Was Dempsey’s encore turn at Fulham a success? On the surface it may seem like the answer is a simple ‘No’, but the reality depends on your original expectations for the loan. From Fulham’s standpoint, Dempsey’s loan was a disappointment, with zero goals or assists in his seven appearances for the Cottagers. Fulham’s record in Dempsey’s appearances was zero wins, one draw, and six losses.
Those are pretty damning numbers, and any American soccer fans who watched Dempsey play in January and February saw little to make them feel like the loan deal was a success. So how could it be seen as one?
For Dempsey and Seattle, the loan accomplished its main mission: To get Dempsey in shape for the 2014 season while also avoiding any injuries. He appeared in seven total matches, and started in five league games. He faced the likes of Chelsea and Arsenal along the way, in important matches for a team battling relegation. it may not have been pretty to watch for those hoping to see the old goal-scoring Fulham Clint Dempsey, but the high-level competition should help Dempsey hit the ground running as Seattle prepares to kick off a very important season.
Another less clear benefit of Dempsey’s loan is the financial aspect, and how that might be helping the Sounders. MLS teams that generate loan fees for players can use those funds as allocation money. That potential benefit, coupled with salary paid to Dempsey by Fulham, makes allowing Dempsey to go on loan rather than spend preseason with the Sounders a more appealing proposition.
One thing the loan didn't do was ease concerns about Dempsey’s form, which was disappointing in his half season with the Sounders in 2013. The harsh reality is that we haven’t seen Dempsey’s best form since 2012, when he was scoring with regularity for club and country. The Sounders and U.S. national team will be hoping Dempsey’s two months with Fulham will help him regain that form.

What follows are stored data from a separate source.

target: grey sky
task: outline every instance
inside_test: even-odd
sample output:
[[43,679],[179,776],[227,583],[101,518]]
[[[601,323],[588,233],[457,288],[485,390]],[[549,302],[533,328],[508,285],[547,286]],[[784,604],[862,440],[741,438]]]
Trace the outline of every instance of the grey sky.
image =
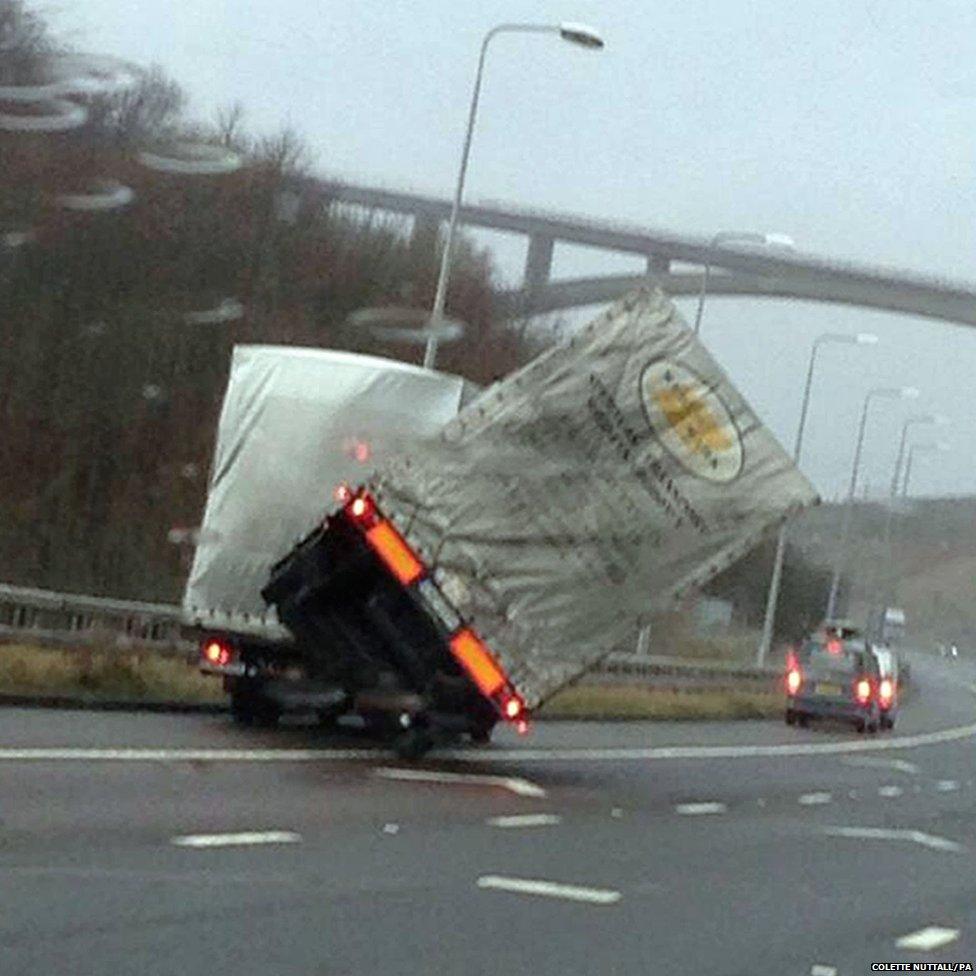
[[[85,0],[48,8],[81,48],[159,62],[206,116],[239,100],[260,131],[294,125],[322,173],[444,196],[453,187],[478,46],[503,21],[581,20],[602,52],[546,36],[493,42],[468,179],[495,199],[712,234],[776,230],[802,250],[976,279],[976,6],[962,0],[619,0],[613,4],[357,0]],[[503,279],[524,245],[483,238]],[[639,264],[557,247],[557,277]],[[681,303],[687,314],[694,303]],[[891,477],[901,421],[937,410],[951,427],[918,493],[976,490],[976,335],[962,327],[827,305],[715,300],[703,337],[792,445],[809,344],[834,347],[814,393],[803,468],[827,496],[846,484],[857,415],[882,403],[864,471]]]

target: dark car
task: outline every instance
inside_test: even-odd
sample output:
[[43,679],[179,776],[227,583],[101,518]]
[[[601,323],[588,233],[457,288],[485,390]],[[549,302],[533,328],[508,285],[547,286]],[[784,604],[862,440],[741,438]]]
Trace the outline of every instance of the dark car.
[[858,732],[877,732],[881,685],[878,659],[863,640],[807,641],[787,664],[786,723],[831,718],[851,722]]

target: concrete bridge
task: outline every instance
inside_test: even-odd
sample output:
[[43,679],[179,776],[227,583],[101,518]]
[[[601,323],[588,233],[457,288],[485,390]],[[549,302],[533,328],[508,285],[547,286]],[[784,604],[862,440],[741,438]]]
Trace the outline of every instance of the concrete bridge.
[[[302,193],[414,218],[418,230],[433,230],[447,220],[447,199],[419,193],[309,180]],[[701,272],[689,264],[711,265],[709,295],[749,295],[856,305],[905,315],[976,326],[976,282],[950,281],[887,267],[833,261],[802,253],[773,253],[724,245],[703,237],[628,226],[568,214],[534,211],[507,204],[471,203],[461,221],[522,234],[528,239],[520,288],[502,292],[503,309],[512,316],[539,314],[610,302],[646,275],[611,275],[552,281],[553,249],[558,243],[582,244],[640,255],[647,274],[671,295],[697,294]]]

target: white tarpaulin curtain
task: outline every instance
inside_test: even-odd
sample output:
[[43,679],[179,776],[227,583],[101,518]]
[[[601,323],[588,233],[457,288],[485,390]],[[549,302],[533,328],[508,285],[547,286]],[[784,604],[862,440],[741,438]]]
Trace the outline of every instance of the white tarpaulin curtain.
[[530,707],[818,501],[649,289],[381,471],[381,506]]
[[336,508],[340,482],[361,484],[377,463],[411,453],[469,388],[373,356],[236,346],[185,619],[286,636],[261,599],[272,564]]

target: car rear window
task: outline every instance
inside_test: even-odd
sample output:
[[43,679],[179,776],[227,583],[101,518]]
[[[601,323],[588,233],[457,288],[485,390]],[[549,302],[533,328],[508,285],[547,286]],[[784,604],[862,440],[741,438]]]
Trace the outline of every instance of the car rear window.
[[844,647],[837,653],[827,650],[826,644],[811,641],[805,654],[810,668],[818,671],[837,671],[855,674],[864,670],[864,652],[854,647]]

For Dempsey, the start of the 2014 MLS season will actually mark the first time since 2012 that he is either ahead of, or even with the fitness level of the team he’s joining. When he joined Tottenham on transfer deadline day in September 2012, he joined a team several weeks into its season, while he had endured a banishment of sorts from disgruntled former Fulham manager Martin Jol. The result was a lone season at White Hart Lane where Dempsey spent the first half playing catch-up, and the second half showing more of his better qualities.
When Dempsey joined the Seattle Sounders last summer, he was trying to play himself into game shape in the middle of the MLS season. He dealt with some injuries, but never could quite find his footing on what was largely a disappointing first half-season in Seattle.

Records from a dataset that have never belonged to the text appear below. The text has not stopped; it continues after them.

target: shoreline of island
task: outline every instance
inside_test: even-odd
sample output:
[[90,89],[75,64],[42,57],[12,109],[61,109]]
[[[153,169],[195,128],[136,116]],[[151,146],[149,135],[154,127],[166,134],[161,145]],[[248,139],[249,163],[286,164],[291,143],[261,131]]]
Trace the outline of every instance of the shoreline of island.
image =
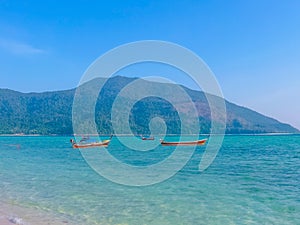
[[[0,137],[82,137],[82,136],[89,136],[89,137],[109,137],[109,136],[116,136],[116,137],[139,137],[144,136],[143,134],[0,134]],[[300,133],[284,133],[284,132],[267,132],[267,133],[225,133],[225,134],[151,134],[152,136],[280,136],[280,135],[300,135]]]

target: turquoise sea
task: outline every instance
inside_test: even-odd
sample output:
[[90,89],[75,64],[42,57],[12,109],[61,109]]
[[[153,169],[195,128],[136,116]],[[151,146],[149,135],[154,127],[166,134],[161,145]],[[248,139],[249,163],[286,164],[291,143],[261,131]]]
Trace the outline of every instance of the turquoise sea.
[[[128,137],[129,138],[129,137]],[[131,187],[101,177],[70,137],[0,137],[0,219],[15,224],[300,224],[300,136],[226,136],[204,172],[198,147],[170,179]],[[116,138],[108,150],[132,156]],[[133,157],[133,158],[131,158]]]

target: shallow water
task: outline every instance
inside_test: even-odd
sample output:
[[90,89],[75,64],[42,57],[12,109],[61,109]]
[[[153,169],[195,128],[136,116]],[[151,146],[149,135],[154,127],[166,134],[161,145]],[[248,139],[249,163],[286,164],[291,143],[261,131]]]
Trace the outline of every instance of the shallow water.
[[[175,176],[146,187],[101,177],[69,139],[0,137],[2,212],[33,225],[300,224],[300,136],[226,136],[206,171],[198,147]],[[129,151],[116,138],[108,150],[135,165],[173,151]]]

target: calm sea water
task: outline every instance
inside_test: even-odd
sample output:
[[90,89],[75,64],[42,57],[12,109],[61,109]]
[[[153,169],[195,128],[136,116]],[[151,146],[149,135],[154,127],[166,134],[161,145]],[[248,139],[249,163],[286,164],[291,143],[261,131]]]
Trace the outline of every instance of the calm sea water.
[[[146,187],[101,177],[69,139],[0,137],[2,211],[34,225],[300,224],[300,136],[226,136],[205,172],[198,147],[175,176]],[[110,148],[127,163],[172,152],[131,158],[115,138]]]

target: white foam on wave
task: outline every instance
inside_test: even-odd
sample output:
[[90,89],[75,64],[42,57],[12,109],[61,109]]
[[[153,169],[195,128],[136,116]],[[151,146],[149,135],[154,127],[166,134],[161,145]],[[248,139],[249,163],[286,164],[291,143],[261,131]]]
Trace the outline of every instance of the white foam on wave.
[[16,216],[8,217],[8,221],[16,225],[29,225],[28,223],[25,223],[22,218]]

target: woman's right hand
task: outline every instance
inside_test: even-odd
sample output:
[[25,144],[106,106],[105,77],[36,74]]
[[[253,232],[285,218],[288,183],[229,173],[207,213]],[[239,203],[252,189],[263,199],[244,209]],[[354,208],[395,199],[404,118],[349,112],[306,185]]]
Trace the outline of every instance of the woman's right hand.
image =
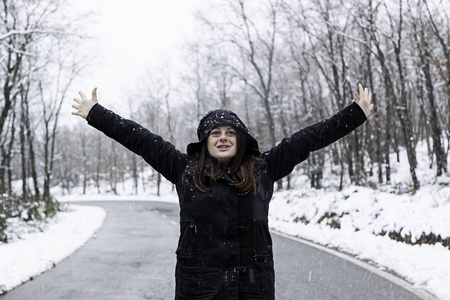
[[363,88],[361,83],[358,83],[358,87],[359,87],[359,94],[358,94],[358,92],[355,92],[355,102],[364,111],[364,114],[366,115],[366,117],[368,117],[370,114],[370,111],[373,108],[373,104],[371,104],[372,93],[369,93],[368,88]]
[[92,90],[92,99],[89,100],[83,92],[79,92],[81,99],[75,98],[73,99],[77,104],[73,104],[72,107],[76,109],[76,111],[72,112],[72,115],[80,116],[83,119],[86,119],[91,108],[98,103],[97,100],[97,88]]

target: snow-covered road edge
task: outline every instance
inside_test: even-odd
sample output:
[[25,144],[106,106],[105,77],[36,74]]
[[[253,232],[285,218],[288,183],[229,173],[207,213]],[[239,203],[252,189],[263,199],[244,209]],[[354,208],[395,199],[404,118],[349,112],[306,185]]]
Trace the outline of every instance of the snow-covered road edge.
[[[376,267],[375,266],[375,262],[374,261],[368,261],[368,260],[363,260],[358,258],[355,255],[352,255],[349,252],[345,252],[342,251],[342,249],[340,249],[339,247],[335,247],[330,248],[331,245],[328,246],[324,246],[321,245],[320,243],[317,242],[313,242],[311,240],[307,240],[304,239],[302,237],[299,236],[293,236],[292,234],[287,234],[281,231],[277,231],[275,229],[271,229],[272,234],[278,234],[280,236],[283,236],[285,238],[294,240],[298,243],[302,243],[305,245],[308,245],[310,247],[319,249],[321,251],[330,253],[334,256],[337,256],[341,259],[347,260],[352,264],[355,264],[361,268],[364,268],[366,270],[368,270],[369,272],[372,272],[380,277],[383,277],[389,281],[391,281],[392,283],[395,283],[398,286],[401,286],[402,288],[408,290],[409,292],[415,294],[416,296],[420,297],[421,299],[424,300],[438,300],[437,298],[435,298],[432,294],[430,294],[428,291],[426,291],[425,289],[420,288],[419,286],[415,285],[415,284],[411,284],[410,282],[404,280],[399,274],[392,274],[389,272],[389,270],[385,267]],[[370,262],[370,263],[369,263]]]
[[[0,294],[53,268],[94,236],[106,217],[103,208],[70,205],[57,226],[0,247]],[[3,258],[3,259],[1,259]],[[7,258],[7,259],[4,259]]]
[[[306,189],[302,193],[281,191],[272,199],[269,226],[277,232],[369,262],[381,270],[393,272],[433,297],[450,300],[450,251],[447,247],[440,243],[413,246],[395,241],[388,235],[374,234],[379,232],[376,227],[381,221],[383,225],[380,226],[387,231],[395,230],[390,229],[391,225],[405,228],[404,233],[415,232],[413,227],[417,227],[417,232],[430,228],[430,232],[449,236],[449,219],[446,218],[450,208],[449,193],[446,186],[436,186],[433,190],[423,187],[415,195],[394,195],[362,187],[330,193],[312,191],[311,194]],[[340,209],[344,212],[338,219],[340,229],[331,228],[326,221],[318,222],[318,217],[311,217],[332,212],[340,215]],[[377,217],[371,217],[377,214]]]

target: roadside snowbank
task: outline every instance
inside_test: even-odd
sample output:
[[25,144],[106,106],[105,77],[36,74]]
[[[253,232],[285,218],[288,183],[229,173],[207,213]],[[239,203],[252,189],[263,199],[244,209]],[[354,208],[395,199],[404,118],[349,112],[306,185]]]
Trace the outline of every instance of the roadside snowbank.
[[[415,194],[408,192],[412,189],[409,164],[406,152],[401,151],[399,162],[396,154],[391,154],[391,184],[376,184],[375,189],[350,185],[336,191],[339,178],[330,175],[329,167],[323,179],[329,191],[309,188],[306,176],[293,178],[292,190],[274,194],[269,226],[368,261],[448,300],[449,247],[441,243],[410,245],[388,236],[396,232],[412,243],[422,235],[450,238],[450,177],[436,178],[436,169],[428,165],[425,144],[419,144],[416,153],[421,188]],[[374,185],[377,182],[377,178],[368,180]]]
[[0,294],[53,268],[83,246],[101,227],[100,207],[70,205],[50,219],[43,232],[22,234],[0,244]]
[[[402,234],[410,234],[412,240],[423,232],[450,237],[450,198],[446,197],[445,202],[444,198],[433,198],[433,194],[449,195],[450,188],[434,190],[428,196],[426,191],[404,196],[361,187],[326,194],[314,190],[309,195],[305,191],[279,192],[271,203],[269,224],[276,231],[337,249],[394,272],[439,299],[450,299],[448,247],[439,243],[413,246],[374,234],[403,228]],[[336,217],[318,223],[332,212]],[[339,222],[340,229],[327,225],[330,220]]]

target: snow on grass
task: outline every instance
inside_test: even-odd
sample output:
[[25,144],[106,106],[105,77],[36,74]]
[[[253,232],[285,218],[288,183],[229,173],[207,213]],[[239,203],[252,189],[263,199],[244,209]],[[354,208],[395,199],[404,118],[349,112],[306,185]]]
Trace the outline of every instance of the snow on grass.
[[75,252],[100,228],[105,216],[100,207],[70,205],[40,227],[43,232],[24,233],[24,227],[18,224],[20,237],[0,244],[0,294],[53,268]]
[[107,181],[102,182],[97,189],[93,182],[87,187],[86,192],[83,193],[82,187],[75,187],[70,189],[70,193],[60,187],[55,187],[51,190],[59,202],[73,202],[73,201],[162,201],[178,203],[175,186],[162,177],[160,191],[158,196],[158,188],[155,183],[152,172],[145,172],[144,181],[145,187],[142,184],[142,179],[137,187],[134,187],[134,182],[131,178],[125,180],[123,183],[117,184],[116,192],[113,192]]
[[[422,187],[415,194],[405,193],[412,184],[406,153],[401,152],[400,162],[395,154],[391,157],[391,184],[376,189],[316,190],[308,188],[304,176],[295,178],[292,190],[275,193],[269,225],[369,261],[439,299],[450,299],[449,247],[441,243],[411,245],[388,236],[397,232],[411,243],[423,234],[450,238],[450,178],[436,179],[436,170],[428,168],[425,145],[419,145],[417,154]],[[336,178],[324,180],[327,186],[337,186]]]
[[[430,197],[423,202],[429,202]],[[361,187],[312,196],[299,196],[295,191],[279,192],[272,200],[269,224],[277,231],[370,261],[440,299],[449,299],[448,247],[441,244],[413,246],[394,241],[387,235],[374,234],[403,228],[402,233],[413,237],[422,232],[450,237],[450,201],[433,207],[432,203],[424,205],[422,199],[419,193],[408,198]],[[318,223],[327,212],[343,214],[337,219],[340,229],[326,225],[327,219]]]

In his loan to Fulham, Dempsey was once again trying to catch up from a fitness standpoint while trying to impress a new coach and teammates. To his credit, Dempsey was able to impress enough in training to keep earning starts, but that didn’t translate to on-field success for him or for Fulham.
That reality won’t matter much for Dempsey if he can hit the ground running in Seattle, and finally start a season ahead of the curve from a fitness standpoint. If Dempsey finds success with the Sounders, as well as a return of his good form when he takes the field for the United States this summer in Brazil, then the Fulham loan will have to be re-evaluated and considered a success.